OPINION8 June 2023

To offer future value, what should we be asking ourselves?

Opinion Trends

Danielle Todd suggests four questions businesses should ask when assessing whether their day-to-day choices are offering value for consumers in an uncertain future.

Storm clouds over a long straight road ahead, flanked by fields

I continue to be emboldened by our industry’s renewed focus on the future consumer. We are often guilty of getting so wrapped in targets, trends and manufacture-led thinking that we don’t stop to think of the context in which people are interacting with our brands and products. What is their context? What’s their need now and next? And how do we best place ourselves to ensure we remain a viable choice for consumers, particularly in a BANI (brittle, anxious, non-linear and incomprehensible) world?

People, consumers (however your terminology preference falls) experience an ever-evolving and complex series of competing pressures in their day-to-day. The pandemic, war, strikes, recession, mental health challenges and economic uncertainty all provide an ambiguous backdrop to the day-to-day. From the little things like eating breakfast, buying coffee or a cleaning product, travel choices, socialising and connecting, right up to the big things like buying a home, celebrating a new baby, a promotion, a change in career and finding peace and contentment in life directions.

One thing we see time and again at leading insight and strategy functions at large brands, is that they do understand their role within this consumer context. They do understand how to deliver to real consumer needs within a shifting world. Progressing to this world view is easy; just ask yourself the following four questions. Should we… 

  1. Wait for a perfect leap or make imperfect small steps?

So often, we want to have the perfect fit with our market, or we wait until the timing feels optimal before launching a new product. But how often do we arrive slightly too late to market? How often do we feel our understanding is out-of-date as we try to perfect it?

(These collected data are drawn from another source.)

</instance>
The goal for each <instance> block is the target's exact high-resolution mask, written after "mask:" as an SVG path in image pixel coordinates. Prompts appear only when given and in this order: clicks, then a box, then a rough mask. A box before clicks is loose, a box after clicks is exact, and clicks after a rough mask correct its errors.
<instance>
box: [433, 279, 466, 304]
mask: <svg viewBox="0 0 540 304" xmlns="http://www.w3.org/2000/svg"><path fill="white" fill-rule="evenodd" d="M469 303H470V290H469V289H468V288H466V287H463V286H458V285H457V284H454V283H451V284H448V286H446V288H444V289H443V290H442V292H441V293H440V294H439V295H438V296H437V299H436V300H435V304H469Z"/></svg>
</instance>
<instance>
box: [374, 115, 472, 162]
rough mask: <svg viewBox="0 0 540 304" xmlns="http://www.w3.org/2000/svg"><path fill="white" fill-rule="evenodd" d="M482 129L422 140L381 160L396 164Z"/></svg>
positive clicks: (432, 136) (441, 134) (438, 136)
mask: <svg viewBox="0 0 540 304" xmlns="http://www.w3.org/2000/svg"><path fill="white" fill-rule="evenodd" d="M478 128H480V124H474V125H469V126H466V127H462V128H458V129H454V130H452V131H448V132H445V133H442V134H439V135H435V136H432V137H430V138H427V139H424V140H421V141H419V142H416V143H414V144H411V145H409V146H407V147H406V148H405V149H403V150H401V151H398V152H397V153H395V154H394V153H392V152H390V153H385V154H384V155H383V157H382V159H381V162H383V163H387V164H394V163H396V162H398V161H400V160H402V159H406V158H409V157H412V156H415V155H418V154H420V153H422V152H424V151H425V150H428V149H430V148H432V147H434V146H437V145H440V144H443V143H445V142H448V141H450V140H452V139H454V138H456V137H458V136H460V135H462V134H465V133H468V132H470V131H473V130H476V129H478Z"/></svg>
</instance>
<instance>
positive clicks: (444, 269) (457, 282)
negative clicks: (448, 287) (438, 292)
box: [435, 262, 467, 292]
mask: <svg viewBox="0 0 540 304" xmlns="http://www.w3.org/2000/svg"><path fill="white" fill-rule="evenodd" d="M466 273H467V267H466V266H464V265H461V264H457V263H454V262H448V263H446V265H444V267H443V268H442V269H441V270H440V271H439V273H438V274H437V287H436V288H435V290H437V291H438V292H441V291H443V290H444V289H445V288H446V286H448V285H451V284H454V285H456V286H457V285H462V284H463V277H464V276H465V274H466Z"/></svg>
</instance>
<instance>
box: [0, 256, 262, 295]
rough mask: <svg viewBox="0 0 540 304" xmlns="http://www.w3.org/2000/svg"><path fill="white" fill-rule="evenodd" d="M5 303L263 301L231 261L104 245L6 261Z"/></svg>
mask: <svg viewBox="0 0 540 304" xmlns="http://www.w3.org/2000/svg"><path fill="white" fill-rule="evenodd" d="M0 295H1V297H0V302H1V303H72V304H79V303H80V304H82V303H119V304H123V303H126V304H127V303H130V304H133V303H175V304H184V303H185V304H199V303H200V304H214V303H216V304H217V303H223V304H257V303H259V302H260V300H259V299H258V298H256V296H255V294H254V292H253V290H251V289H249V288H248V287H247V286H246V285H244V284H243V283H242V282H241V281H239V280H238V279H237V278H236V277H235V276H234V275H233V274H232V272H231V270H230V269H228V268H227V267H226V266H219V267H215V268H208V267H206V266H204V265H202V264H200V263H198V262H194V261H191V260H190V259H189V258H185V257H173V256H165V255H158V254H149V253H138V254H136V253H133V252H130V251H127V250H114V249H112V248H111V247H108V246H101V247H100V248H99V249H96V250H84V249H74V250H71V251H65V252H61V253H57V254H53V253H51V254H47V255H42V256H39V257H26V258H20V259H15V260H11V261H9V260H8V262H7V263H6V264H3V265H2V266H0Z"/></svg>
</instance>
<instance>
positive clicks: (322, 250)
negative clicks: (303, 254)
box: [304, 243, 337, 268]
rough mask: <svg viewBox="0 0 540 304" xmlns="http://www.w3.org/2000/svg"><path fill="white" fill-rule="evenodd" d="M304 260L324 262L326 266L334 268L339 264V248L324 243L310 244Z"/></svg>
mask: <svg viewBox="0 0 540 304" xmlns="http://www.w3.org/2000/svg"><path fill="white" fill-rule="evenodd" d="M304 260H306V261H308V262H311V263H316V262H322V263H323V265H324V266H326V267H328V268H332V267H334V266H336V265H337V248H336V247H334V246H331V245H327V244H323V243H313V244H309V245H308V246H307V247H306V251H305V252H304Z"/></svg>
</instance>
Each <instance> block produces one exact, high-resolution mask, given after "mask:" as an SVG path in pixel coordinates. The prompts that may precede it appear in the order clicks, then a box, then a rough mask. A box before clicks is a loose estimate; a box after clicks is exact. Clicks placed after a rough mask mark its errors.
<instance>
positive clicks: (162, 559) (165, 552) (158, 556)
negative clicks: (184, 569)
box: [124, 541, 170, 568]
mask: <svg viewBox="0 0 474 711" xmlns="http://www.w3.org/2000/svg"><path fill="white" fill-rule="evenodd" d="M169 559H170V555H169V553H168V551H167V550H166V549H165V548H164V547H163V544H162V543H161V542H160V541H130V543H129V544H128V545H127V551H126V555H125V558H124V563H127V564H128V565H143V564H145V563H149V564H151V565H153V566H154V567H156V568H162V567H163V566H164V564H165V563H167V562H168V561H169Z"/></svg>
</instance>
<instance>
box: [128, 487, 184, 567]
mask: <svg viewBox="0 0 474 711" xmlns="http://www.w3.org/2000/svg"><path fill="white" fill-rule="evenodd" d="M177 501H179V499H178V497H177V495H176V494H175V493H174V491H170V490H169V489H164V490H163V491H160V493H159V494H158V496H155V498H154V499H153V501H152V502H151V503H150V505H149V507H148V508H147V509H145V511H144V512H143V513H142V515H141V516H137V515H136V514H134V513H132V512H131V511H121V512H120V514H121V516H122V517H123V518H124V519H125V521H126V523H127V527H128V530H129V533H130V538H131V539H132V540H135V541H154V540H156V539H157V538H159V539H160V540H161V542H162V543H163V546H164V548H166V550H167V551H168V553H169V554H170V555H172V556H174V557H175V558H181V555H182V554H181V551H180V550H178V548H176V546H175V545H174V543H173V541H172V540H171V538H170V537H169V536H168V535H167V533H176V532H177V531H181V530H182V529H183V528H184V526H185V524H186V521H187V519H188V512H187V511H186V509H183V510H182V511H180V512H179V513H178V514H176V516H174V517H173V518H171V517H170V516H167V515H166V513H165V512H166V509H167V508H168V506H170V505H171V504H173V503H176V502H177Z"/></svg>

We must work with what we have, to progress what we know, to do what we currently can do. Imperfect action will always trump perfect inaction. A strategy driven by movement and momentum will win over one stagnant and static.

A great example of a brand that lives and breathes incremental gains is Monzo. Initially launching with a payments card for foreign transactions, it gradually evolved its features to create a product portfolio today which includes consumer and business banking, lending, saving and money management. 

  1. Appease business targets or focus on future consumer needs?

If we can make it, we should, right? This is often the trap we fall into. It’s easy to succumb to manufacturer-led thinking. We continuously innovate around the same consumer needs with products and services that eschew the same benefits as their competitors. We vie for shelf space by making the same things as everyone else. But this is rarely, if ever, a sustainable business strategy that delivers growth.

Focusing on choiceful solutions for future-focused consumer needs is vital for longevity and success.

Heineken has done this well over the last five years. The non-alcoholic beer category had been growing for over a decade when it launched Heineken 0.0. Only after Heineken made a success of it did the rest of the beer category scramble to create their own versions. 

  1. Provide restrictive rigidity or offer flexibility?

In the last three years we’ve lived in a world of flux where uncertainty reigns and plans change. How can we provide flexibility and space for this change, so that we don’t test and break the relationship between consumer and brand?

We need to be as flexible as our consumers and customers are, to make life as easy as possible when the unexpected happens.

Some good examples of this include travel companies during Covid-19 who offered much greater flexibility over amendments and cancellations, much of which has become standard post-pandemic. Additionally, Sky is a business that constantly evolves its pricing and tiering to create increasing levels of flexibility and choice over your TV package. 

  1. Continue perpetuating uncertainty or create clarity?

The world feels scary; misinformation, half-truths, alternative facts, greenwashing and political gaslighting have become a feature of modern life. But consumers can easily spot inauthenticity, hypocrites and ulterior motives. It is becoming harder to earn trust and easier to lose it.

Brands are now operating in a low-trust environment, so communications with customers need to be open and honest. It is important to be both clear about what they can do, but also what they can’t. 

Tony’s Chocolonely is a great example of a brand that speaks frankly to its customers. Its mission is to eradicate slavery in the chocolate supply chain, and it communicates that directly to its customers across all of its touchpoints.

These questions are intentionally large, to allow scope to explore what it means for your business, in the context of right now, and where you want to go. These will be, and should be, ever evolving questions to return to as the world changes. So I challenge you, today, to take stock, discuss, and ask yourself, “are the choices we’re making day-to-day ensuring our strategy is focused on providing future consumer value?”